Ainsi, après la première phase de rétraction, de dissidence dans l’espace des marabouts, la deuxième phase qui est celle de l’affrontementet de l’apprentissage des uns et des autres, la troisième phaseest celle de l’accommodation, laquelle est économiquement intéressante pour le pouvoir colonial parce que les cheikhs de ces confréries arrivent à former des talibés disciplinés. Et il suffit de leur donner des ordres qui, s’ils coïncident avec les intérêts du pouvoir colonial, permettent de construire une entente entre pouvoir colonial et confréries religieuses, d’autant qu’on se rend compte qu’elles ne sont pas porteuses d’un projet djihadiste.

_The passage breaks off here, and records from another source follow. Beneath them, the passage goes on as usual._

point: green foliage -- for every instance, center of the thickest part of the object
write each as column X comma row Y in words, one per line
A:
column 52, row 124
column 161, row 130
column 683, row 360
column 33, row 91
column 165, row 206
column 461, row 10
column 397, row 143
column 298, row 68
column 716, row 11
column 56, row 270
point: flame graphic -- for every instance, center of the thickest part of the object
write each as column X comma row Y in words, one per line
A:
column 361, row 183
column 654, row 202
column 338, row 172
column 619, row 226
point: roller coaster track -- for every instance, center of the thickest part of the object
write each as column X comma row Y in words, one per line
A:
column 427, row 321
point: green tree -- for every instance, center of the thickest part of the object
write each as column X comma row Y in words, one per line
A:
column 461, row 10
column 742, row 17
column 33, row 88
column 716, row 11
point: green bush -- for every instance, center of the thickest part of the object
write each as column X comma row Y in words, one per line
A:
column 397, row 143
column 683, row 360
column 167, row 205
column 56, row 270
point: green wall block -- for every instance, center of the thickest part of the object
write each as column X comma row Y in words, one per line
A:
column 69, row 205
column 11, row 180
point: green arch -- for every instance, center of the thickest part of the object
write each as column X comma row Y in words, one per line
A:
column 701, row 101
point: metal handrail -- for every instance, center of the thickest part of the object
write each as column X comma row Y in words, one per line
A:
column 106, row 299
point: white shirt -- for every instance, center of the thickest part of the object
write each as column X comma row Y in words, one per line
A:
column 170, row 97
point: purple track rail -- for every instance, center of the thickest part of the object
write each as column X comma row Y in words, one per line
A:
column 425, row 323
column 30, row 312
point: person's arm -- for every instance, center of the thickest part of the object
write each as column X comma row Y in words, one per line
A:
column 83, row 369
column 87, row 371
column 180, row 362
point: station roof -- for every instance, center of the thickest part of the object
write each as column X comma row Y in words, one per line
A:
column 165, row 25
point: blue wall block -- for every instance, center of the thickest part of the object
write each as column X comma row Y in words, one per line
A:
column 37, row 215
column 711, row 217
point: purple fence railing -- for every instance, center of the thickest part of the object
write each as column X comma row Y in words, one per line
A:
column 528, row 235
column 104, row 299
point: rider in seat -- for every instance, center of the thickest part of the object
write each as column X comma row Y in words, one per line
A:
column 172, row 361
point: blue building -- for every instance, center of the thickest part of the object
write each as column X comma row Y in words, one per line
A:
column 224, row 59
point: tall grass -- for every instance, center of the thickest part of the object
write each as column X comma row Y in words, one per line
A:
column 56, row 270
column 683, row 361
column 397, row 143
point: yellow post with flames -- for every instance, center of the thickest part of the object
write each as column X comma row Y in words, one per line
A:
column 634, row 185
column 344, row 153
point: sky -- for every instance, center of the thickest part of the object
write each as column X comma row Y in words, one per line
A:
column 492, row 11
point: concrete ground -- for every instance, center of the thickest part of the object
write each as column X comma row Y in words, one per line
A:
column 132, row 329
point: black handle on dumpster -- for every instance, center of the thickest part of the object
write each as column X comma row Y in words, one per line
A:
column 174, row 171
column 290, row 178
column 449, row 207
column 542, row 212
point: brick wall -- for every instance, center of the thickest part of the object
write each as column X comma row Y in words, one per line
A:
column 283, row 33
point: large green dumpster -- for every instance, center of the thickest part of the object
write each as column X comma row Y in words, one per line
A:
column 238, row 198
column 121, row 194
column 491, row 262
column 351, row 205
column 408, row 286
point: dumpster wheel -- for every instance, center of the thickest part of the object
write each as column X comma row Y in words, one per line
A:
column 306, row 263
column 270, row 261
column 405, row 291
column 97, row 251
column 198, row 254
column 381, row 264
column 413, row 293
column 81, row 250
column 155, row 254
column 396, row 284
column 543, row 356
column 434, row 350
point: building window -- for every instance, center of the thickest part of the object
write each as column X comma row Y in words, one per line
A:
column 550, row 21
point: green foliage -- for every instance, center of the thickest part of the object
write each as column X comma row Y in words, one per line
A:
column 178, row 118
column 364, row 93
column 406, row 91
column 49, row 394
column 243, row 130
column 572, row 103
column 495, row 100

Toutefois, la suspicion reste de mise puisqu’on surveille, on contrôle. Il y a un bureau spécial de la colonie chargé de contrôler les adeptes du Prophète, c’est le bureau des affaires musulmanes. Cette phase d’accommodation va jusqu’à permettre à l’administration coloniale d’offrir à Ahmadou Bamba la Légion d’honneur car ses disciples ont apporté une contribution importante de 500 000 francs, lorsque le franc était en difficulté en 1926. Par conséquent, les marabouts répondent au besoin économique du pouvoir colonial et en retour, ce dernier offre des avantages tels que la construction de routes, des équipements hydrauliques, la reconnaissance sociale sous forme de décorations. Ainsi, on rehausse le pouvoir social, le pouvoir d’influence de certains marabouts dans le cadre de cette logique d’accommodation et de gentlemen’s agreement qui s’installe.

Le pouvoir colonial a donc intérêt à appuyer les marabouts et à consolider les confréries. Ce qui ne l’empêche pas d’influencer, autant qu’il le peut, les successions au sein de ces dernières pour que celles-ci leur soient toujours favorables. En même temps, la confrérie sait ce qu’elle peut tirer de l’appui du pouvoir colonial, à savoir les autorisations pour aller à La Mecque, les soutiens lors des cérémonies religieuses…

Tout cela se met en place ainsi que les hommes qui animent l’espace politique. Au Sénégal, très tôt, des partis politiques qui se forment se lancent dans la compétition politique. Et ces partis, à côté de l’accommodation qui se déroule avec le pouvoir colonial, ont besoin
des voix des électeurs, lesquels sont soumis aux marabouts. Ils vont donc s’inscrire dans la même logique que l’administration coloniale, de rapprochement avec les marabouts pour résoudre leurs problèmes, de faire avancer leurs revendications, d’assister à leurs cérémonies et, en retour, ils reçoivent un appui fort pendant les périodes d’élection.

C’est sur cette longue durée, qu’on comprend que les marabouts et les politiques se sont appris les uns les autres. Parfois même, certains marabouts, pour être mieux servis, s’engagent directement en politique. Cet aspect est le dernier développement de cette longue histoire des rapports entre le Marabout et le Prince au Sénégal.